Selain itu, BRICS memiliki lembaga keuangan seperti New Development Bank (NDB) yang dapat menjadi alternatif pendanaan bagi proyek-proyek besar di Indonesia, seperti infrastruktur dan energi.
“Dengan keanggotaan ini, Indonesia bisa mengurangi ketergantungan pada lembaga keuangan internasional yang didominasi oleh Barat,” ungkap Sukamta.
Dia juga mengatakan bahwa keanggotaan di BRICS Plus memungkinkan Indonesia untuk berperan lebih besar dalam pembuatan kebijakan global, khususnya di bidang ekonomi dan politik internasional. Meskipun begitu, Sukamta mengingatkan bahwa Indonesia harus tetap memainkan peran yang cerdas di dalam BRICS, tanpa mengabaikan kerjasama yang sudah terjalin dengan baik dengan negara-negara Barat.
Perbedaan visi dan kepentingan di antara anggota BRICS Plus bisa menjadi hambatan dalam mencapai kesepakatan yang menguntungkan semua pihak. Sukamta menekankan bahwa Indonesia harus berpegang teguh pada prinsip politik luar negeri bebas dan aktif, yang menjadi landasan diplomasi negara.
Keinginan Indonesia untuk bergabung dengan BRICS juga mendapat tanggapan positif dari negara-negara anggota, termasuk Rusia sebagai inisiator.
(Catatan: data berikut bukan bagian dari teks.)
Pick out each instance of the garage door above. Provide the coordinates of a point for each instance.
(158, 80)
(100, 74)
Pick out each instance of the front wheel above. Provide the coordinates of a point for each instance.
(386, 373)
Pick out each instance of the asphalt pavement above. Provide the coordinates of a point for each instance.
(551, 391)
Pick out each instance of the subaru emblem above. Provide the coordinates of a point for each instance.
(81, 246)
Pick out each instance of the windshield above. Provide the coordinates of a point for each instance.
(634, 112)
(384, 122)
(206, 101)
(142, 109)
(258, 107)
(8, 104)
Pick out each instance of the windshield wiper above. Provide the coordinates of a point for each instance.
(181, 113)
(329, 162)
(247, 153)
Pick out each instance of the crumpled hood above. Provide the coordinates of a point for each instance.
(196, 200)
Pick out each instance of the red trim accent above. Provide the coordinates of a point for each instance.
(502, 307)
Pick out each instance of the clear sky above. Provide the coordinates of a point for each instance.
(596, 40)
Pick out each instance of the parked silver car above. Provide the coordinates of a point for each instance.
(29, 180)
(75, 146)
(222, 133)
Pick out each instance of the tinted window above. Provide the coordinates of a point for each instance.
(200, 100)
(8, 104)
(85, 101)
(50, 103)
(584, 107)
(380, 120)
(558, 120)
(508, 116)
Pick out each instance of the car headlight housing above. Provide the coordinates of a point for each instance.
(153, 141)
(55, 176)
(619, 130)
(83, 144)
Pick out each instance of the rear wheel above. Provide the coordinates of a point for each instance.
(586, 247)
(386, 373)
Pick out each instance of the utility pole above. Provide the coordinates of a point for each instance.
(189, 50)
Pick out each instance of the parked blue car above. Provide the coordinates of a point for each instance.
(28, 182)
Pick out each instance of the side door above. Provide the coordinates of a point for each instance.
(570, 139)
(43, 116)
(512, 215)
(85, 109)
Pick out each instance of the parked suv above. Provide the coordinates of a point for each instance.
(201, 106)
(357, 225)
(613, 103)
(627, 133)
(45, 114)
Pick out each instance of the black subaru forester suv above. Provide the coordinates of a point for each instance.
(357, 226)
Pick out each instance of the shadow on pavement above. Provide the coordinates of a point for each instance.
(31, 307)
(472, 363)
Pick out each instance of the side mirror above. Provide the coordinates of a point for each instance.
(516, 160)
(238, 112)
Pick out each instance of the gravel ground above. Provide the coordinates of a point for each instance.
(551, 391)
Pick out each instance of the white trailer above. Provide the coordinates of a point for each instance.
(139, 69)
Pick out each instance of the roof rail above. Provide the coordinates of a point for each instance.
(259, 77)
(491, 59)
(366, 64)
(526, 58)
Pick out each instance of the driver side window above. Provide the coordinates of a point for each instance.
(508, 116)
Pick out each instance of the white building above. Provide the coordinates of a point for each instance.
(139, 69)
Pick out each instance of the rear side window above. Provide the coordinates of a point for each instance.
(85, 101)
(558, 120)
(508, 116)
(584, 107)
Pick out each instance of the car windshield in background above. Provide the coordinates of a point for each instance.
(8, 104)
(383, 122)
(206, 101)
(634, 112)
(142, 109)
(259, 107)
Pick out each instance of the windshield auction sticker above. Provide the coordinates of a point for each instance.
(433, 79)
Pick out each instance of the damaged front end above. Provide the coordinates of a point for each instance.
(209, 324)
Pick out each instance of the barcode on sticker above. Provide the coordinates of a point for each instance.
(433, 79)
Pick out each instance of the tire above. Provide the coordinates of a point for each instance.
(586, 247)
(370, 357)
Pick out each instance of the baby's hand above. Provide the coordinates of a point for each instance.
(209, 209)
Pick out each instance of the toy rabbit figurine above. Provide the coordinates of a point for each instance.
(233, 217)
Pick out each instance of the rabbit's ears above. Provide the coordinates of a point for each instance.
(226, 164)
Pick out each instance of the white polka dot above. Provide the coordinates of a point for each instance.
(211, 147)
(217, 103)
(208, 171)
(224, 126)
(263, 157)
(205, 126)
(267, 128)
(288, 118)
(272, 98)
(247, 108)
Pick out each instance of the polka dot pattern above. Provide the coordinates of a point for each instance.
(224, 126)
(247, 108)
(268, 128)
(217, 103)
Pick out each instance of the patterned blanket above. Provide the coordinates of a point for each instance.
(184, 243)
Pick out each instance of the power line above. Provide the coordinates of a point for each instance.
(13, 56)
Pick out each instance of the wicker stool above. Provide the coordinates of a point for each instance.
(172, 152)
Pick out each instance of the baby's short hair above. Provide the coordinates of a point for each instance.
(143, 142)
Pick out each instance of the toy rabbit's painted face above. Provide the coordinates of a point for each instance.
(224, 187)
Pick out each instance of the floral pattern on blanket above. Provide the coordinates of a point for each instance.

Selain Indonesia, ada 12 negara lain yang telah menyatakan minat untuk bergabung dengan BRICS Plus, termasuk Aljazair, Belarus, dan Malaysia.
Sukamta menekankan bahwa langkah Indonesia untuk bergabung dengan BRICS Plus harus dipandang sebagai upaya memperluas kerjasama, bukan untuk berpihak pada salah satu blok.
"Indonesia harus tetap menjadi jembatan dialog antar kekuatan dunia, baik di Timur maupun Barat, agar keanggotaan di BRICS Plus bisa dimanfaatkan secara optimal," tutupnya.